Dies führte zu einer politischen Kultur in Deutschland, die bis zur Lähmung durch Präzedenzfälle, Rechtsförmigkeit, Gesetze und Verfahren bestimmt wurde. Die Deutschen waren sich ihrer Schwächen wohlbewusst und versuchten vergeblich, sie durch eine langwierige und letztlich wirkungslose «Reichsreformdebatte» zu überwinden.
Im 17. und 18. Jahrhundert hielten sich die Deutschen meist an die Regeln, die anderen aber nicht.

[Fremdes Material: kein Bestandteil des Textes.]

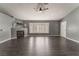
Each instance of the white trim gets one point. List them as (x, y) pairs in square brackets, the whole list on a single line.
[(14, 38), (43, 35), (72, 39), (5, 40)]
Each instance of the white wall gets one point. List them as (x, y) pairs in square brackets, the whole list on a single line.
[(5, 25), (63, 28), (72, 30)]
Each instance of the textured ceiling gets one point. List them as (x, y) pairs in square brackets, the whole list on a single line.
[(26, 11)]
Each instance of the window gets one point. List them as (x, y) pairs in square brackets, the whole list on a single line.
[(38, 27)]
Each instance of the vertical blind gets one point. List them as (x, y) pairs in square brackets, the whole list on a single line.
[(38, 27)]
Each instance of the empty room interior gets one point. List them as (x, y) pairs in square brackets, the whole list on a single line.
[(39, 29)]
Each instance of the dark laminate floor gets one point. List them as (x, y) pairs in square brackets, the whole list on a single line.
[(39, 46)]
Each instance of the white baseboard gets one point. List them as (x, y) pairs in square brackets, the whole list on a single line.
[(5, 40), (72, 39), (43, 35)]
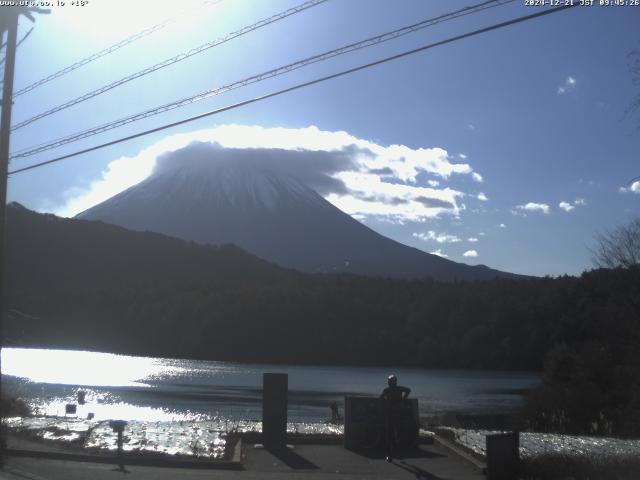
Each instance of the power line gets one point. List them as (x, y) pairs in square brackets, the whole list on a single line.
[(110, 49), (24, 37), (300, 85), (258, 78), (171, 61)]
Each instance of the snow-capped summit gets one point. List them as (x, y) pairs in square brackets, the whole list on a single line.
[(269, 213)]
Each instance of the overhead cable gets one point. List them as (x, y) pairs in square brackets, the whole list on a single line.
[(258, 78), (110, 49), (170, 61), (299, 86)]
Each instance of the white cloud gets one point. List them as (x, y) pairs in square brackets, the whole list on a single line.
[(533, 207), (358, 176), (567, 207), (633, 188), (438, 237), (568, 85)]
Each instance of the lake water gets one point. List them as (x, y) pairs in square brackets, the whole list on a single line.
[(160, 389)]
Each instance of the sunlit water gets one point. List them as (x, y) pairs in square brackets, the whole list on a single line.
[(186, 406), (158, 389)]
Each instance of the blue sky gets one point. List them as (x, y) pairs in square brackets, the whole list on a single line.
[(517, 138)]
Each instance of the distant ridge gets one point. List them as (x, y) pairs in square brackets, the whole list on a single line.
[(213, 198), (51, 253)]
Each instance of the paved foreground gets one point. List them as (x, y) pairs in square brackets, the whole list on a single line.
[(430, 462)]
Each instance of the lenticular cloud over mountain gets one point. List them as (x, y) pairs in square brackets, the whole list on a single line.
[(272, 202), (359, 177)]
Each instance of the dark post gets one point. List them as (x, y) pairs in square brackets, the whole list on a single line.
[(274, 409), (8, 23), (503, 456), (118, 427)]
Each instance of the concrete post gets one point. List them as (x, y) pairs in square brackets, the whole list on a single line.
[(274, 408)]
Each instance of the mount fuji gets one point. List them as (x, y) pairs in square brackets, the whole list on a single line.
[(271, 214)]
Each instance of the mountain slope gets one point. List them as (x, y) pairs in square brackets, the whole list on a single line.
[(48, 252), (270, 214)]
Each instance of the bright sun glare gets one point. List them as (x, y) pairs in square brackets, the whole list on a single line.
[(113, 20)]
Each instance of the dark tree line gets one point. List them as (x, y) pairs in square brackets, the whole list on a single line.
[(87, 285)]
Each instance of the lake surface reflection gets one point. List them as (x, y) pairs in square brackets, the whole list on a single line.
[(160, 389)]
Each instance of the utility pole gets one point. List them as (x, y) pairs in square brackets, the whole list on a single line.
[(9, 23)]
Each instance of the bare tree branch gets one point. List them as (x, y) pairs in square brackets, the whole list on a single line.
[(619, 247)]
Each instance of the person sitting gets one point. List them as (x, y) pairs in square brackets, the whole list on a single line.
[(393, 397)]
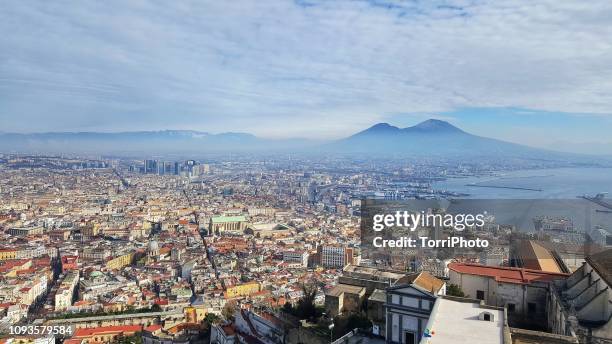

Nach einer langen Agonie brach das Heilige Römische Reich unter dem Ansturm des revolutionären Frankreichs und Napoleons zusammen.22 Später wurde der Deutsche Bund, der den französischen Revanchismus nicht in die Schranken zu verweisen vermochte, von Bismarck und den Nationalliberalen zerstört, denen es 1871 gelang, ein geeintes Deutschland zu schaffen. Dadurch wandelten sich die Deutschen von Objekten des Staatensystems zu Subjekten und wurden zu einer machtvollen Stimme in Europa und der Welt.
Doch die Entstehung einer konsolidierten Macht im Herzen des Kontinents veränderte schließlich bekanntermaßen das gesamte europäische und letztlich auch das globale Kräftegleichgewicht grundlegend. Das zweite Deutsche Reich und das Dritte Reich erwiesen sich nach Henry Kissingers berühmten Worten als «zu groß für Europa und zu klein für die Welt». Das 1871 gegründete Deutsche Reich, ursprünglich ein Bund von Fürstentümern, entwickelte zwar zunehmend zentralistischere Züge, doch fest verwurzelte föderalistische Traditionen und das den Einzelstaaten vorbehaltene Recht der Erhebung direkter Steuern sorgten dafür, dass das Reich in der ersten Hälfte des 20. Jahrhunderts sein politisches Gewicht nicht voll zur Geltung bringen konnte. In dieser Hinsicht unterschied sich das Deutsche Reich deutlich vom Vereinigten Königreich und von Frankreich, die eine geringere Bevölkerung besaßen. Dennoch bedurfte es eines Bündnisses...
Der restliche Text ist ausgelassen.